In most cases an attack will last for less than five minutes, but can range from less than 30 seconds to more than 30 minutes. You will learn to recognize your own pattern – that is, when attacks are likely to occur, how long they will last, and what kind of pain you will feel. If your pattern of pain changes, you should notify your doctor.

When are you likely to have an attack of angina?
Anginal usually occurs when your heart has to work harder like when you climb uphill, eat a big meal, go out in very hot or cold weather, or react to stress. This can be caused by atherosclerosis which is the buildup of fatty deposits within the arteries. This narrows the space through which the blood can flow. It can also be caused by Vasospasm which is a spasm (sudden contraction) of one of the coronary arteries that causes it to narrow temporarily. A spasm can occur at any time in some patients, even when they are at rest. This type of angina is called variant or vasospastic angina.

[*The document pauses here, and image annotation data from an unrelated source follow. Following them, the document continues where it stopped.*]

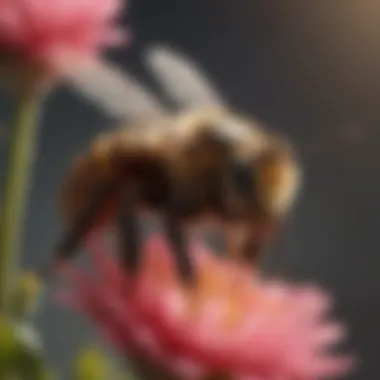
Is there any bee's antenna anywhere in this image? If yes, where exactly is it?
[145,46,225,108]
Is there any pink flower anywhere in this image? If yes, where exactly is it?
[0,0,124,74]
[57,238,353,380]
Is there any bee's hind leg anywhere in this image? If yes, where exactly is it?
[117,187,141,275]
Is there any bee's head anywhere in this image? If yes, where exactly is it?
[227,146,301,223]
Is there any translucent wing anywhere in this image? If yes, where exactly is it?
[145,46,224,108]
[64,61,166,121]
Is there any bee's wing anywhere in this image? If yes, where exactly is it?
[64,61,167,121]
[145,45,225,108]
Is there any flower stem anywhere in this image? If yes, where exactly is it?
[0,80,39,313]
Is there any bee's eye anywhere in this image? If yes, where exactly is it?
[228,161,254,198]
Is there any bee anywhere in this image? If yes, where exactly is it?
[44,48,301,281]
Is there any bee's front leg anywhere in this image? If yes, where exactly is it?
[163,192,195,284]
[116,186,141,275]
[227,218,276,268]
[40,182,118,280]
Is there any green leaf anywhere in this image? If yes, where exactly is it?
[0,317,18,378]
[74,347,109,380]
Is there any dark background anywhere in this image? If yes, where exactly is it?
[2,0,380,380]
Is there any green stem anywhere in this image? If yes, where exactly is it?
[0,80,39,312]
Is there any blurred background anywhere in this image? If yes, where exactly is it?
[0,0,380,380]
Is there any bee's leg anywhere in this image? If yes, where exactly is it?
[40,183,118,280]
[164,195,195,285]
[117,187,141,275]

Is an anginal attack the same as a heart attack?
No – an angina attack is not a heart attack. In a heart attack a portion of the heart receives little or no oxygen for a longer period of time. Without oxygen, that portion of the heart muscle dies. If angina is untreated a heart attack could happen. Be sure to contact your physician if your angina attacks begin to occur more often, are brought about by less strenuous activities than usual, your angina attacks last for a longer time, or feel different in any other way.

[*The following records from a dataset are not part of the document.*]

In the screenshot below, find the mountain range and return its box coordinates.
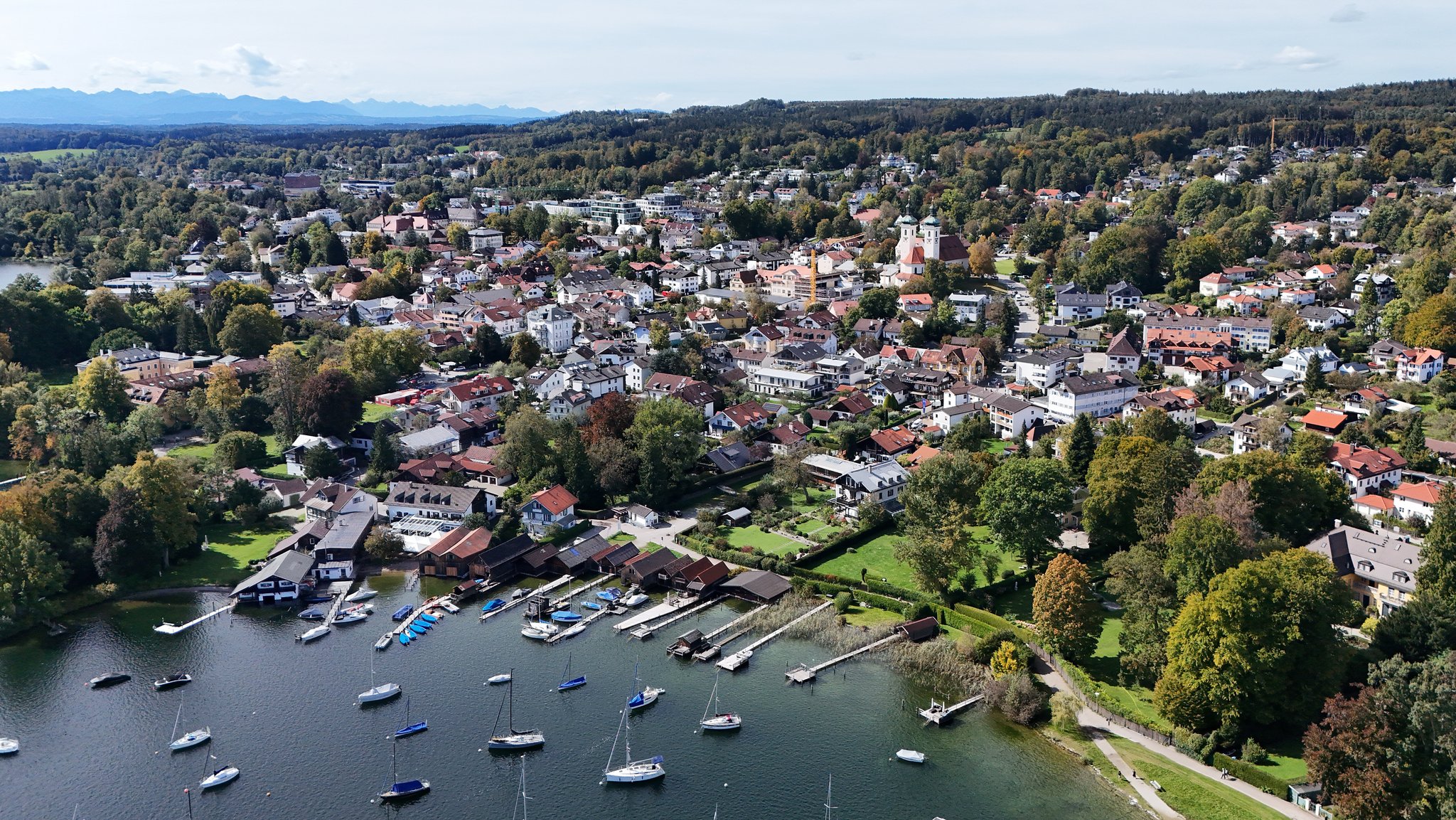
[0,89,557,125]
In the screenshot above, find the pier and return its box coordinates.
[916,695,984,725]
[783,632,904,683]
[153,602,237,635]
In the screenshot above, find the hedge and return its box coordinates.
[1213,752,1293,797]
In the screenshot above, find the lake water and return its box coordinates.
[0,575,1131,820]
[0,260,55,288]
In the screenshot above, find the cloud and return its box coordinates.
[1270,45,1335,71]
[6,51,51,71]
[196,45,282,86]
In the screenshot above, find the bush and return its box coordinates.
[1239,737,1270,766]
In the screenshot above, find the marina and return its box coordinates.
[0,577,1125,820]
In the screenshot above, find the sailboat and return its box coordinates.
[375,741,429,799]
[395,698,429,737]
[601,669,667,784]
[358,654,400,706]
[168,703,213,752]
[485,669,546,752]
[697,674,742,731]
[556,656,587,692]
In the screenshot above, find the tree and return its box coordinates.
[0,521,65,622]
[1064,412,1096,485]
[980,459,1071,567]
[95,486,163,581]
[299,368,364,438]
[511,334,542,367]
[75,358,131,421]
[364,527,405,560]
[303,442,343,481]
[1153,549,1359,734]
[213,430,268,470]
[217,304,282,358]
[1031,553,1102,661]
[626,398,703,506]
[896,453,997,595]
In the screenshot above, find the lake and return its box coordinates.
[0,575,1130,820]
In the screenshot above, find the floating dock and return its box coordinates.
[916,695,984,725]
[783,632,904,683]
[153,602,237,635]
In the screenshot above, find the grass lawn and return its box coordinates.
[845,606,904,627]
[1108,737,1284,820]
[810,533,917,590]
[157,521,293,587]
[728,524,803,555]
[0,149,96,161]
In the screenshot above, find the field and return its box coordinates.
[0,149,96,161]
[1108,737,1284,820]
[156,521,293,587]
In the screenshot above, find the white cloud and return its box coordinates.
[6,51,51,71]
[196,45,282,86]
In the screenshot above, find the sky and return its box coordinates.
[0,0,1456,111]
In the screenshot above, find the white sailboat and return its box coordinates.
[168,703,213,752]
[601,667,667,784]
[485,669,546,752]
[697,674,742,731]
[358,654,400,706]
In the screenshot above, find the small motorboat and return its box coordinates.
[86,671,131,689]
[200,766,239,788]
[378,781,429,799]
[628,686,667,709]
[358,683,402,706]
[151,671,192,692]
[896,749,924,763]
[168,728,213,752]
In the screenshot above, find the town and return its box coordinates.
[0,85,1456,819]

How can you tell if you are having heart attack? 
The symptoms of a heart attack are usually stronger than those of angina. Signs that a person is having a heart attack and should get emergency attention include: pain lasting more than 30 minutes, sweating, nausea, shortness of breath, severe anxiety, fatigue. Most people who suffer a fatal heart attack do so because they did not get help soon enough. So, if you think you are having a heart attack, call an ambulance, or get to a hospital immediately. Do not hesitate to seek help; it is always better to be safe than sorry.

Can angina be treated?
Yes. Several types of medication are available to treat angina such as oral nitroglycerin tablets, nitroglycerin ointments or pads, beta-blockers or calcium antagonist. In addition, you can make changes in your life-style to control various risk factors. With proper treatment and good living habits, you should experience fewer, less painful attacks, or even no attacks at all. You doctor will prescribe the treatment that is appropriate for you. It is very important for you to stop smoking. A program of moderate exercise, under your doctor's guidance, can make your heart stronger and enable it to use oxygen more efficiently.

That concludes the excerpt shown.